PICO Question 9: How many drugs, which drug combination and treatment duration safely (percentage of grade 3 or higher adverse effects) improve (treatment success rate) the final outcomes of people affected by MDR-TB?
We recommend that the management and follow-up of people affected by RR/MDR-TB be carried out by specialist TB units with experience in the management of people affected by DR-TB (conditional recommendation, very low quality of evidence).
In people over 14 years of age with pulmonary RR-TB, with no information on isoniazid resistance, or with pulmonary MDR-TB, with genotypic or phenotypic susceptibility to fluoroquinolones, we recommend treatment with bedaquiline, linezolid, pretomanid, and moxifloxacin (BPaLM) for six months (strong recommendation, high quality of evidence). We recommend replacing pretomanid with delamanid if the former is not available maintaining the same treatment duration (strong recommendation, moderate quality of evidence).

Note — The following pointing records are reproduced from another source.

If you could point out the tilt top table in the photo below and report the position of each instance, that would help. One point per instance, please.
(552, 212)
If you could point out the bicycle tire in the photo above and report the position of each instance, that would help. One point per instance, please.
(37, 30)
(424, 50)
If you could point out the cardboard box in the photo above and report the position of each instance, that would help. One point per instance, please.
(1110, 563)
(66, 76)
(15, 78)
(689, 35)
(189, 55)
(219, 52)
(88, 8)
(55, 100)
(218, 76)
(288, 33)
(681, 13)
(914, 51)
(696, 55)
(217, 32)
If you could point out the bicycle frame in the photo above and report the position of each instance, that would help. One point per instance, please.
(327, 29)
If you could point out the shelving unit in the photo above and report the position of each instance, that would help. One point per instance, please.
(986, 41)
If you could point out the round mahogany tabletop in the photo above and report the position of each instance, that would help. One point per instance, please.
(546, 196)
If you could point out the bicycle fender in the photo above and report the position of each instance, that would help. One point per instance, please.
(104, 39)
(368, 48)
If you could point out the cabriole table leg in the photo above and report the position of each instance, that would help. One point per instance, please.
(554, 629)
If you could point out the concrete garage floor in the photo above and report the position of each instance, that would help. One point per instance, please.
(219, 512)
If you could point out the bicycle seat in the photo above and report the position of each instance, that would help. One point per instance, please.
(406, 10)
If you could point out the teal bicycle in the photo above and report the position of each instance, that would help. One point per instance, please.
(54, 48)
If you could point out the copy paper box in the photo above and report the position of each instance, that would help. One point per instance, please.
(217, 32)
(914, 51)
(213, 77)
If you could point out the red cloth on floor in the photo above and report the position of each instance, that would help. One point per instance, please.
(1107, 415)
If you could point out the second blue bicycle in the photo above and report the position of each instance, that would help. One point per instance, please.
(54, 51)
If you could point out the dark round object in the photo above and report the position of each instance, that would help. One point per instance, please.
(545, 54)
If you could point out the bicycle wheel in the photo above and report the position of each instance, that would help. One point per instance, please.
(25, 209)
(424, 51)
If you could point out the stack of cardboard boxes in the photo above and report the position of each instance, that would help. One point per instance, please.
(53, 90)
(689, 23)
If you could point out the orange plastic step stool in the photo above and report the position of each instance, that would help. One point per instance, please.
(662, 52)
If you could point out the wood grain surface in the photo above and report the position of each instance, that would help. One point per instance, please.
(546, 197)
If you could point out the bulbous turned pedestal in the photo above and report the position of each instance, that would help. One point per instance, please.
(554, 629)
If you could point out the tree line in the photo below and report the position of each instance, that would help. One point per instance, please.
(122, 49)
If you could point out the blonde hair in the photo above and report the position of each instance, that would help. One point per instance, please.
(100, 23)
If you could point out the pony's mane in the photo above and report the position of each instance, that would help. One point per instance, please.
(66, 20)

In people affected by extrapulmonary MDR-TB, the recommendation is to follow the same regimens as for pulmonary RR/MDR-TB (conditional recommendation, very low quality of evidence). In people affected by MDR-TB with bone or central nervous system (CNS) involvement, we recommend consulting with an experienced specialist TB Unit (conditional recommendation, very low quality of evidence). In general, people with disseminated, osteoarticular, or CNS TB may benefit from longer treatment (conditional recommendation, very low quality of evidence).
We recommend the use of the same shortened treatment regimens in pregnant women with RR/MDR-TB (conditional recommendation, very low quality of evidence). There is little information on the use of pretomanid in pregnant women and people younger than 14 years. However, delamanid has safety and efficacy data in these populations, so we recommend prioritising its use (conditional recommendation, very low quality of evidence).
If the proposed regimens cannot be used, treatment should be personalised according to allergies, interactions, safety profile, type of TB, and DST, using, if possible, an effective and safe oral drug combination for 9–12 months (conditional recommendation, very low quality of evidence). In the case of injectable drugs, we recommend that their use should be as short as possible, preferably less than eight weeks, with a total treatment duration of between 9 and 12 months, which can be reduced to six months if a combination containing bedaquiline is used together with the injectable drug (conditional recommendation, low quality of evidence).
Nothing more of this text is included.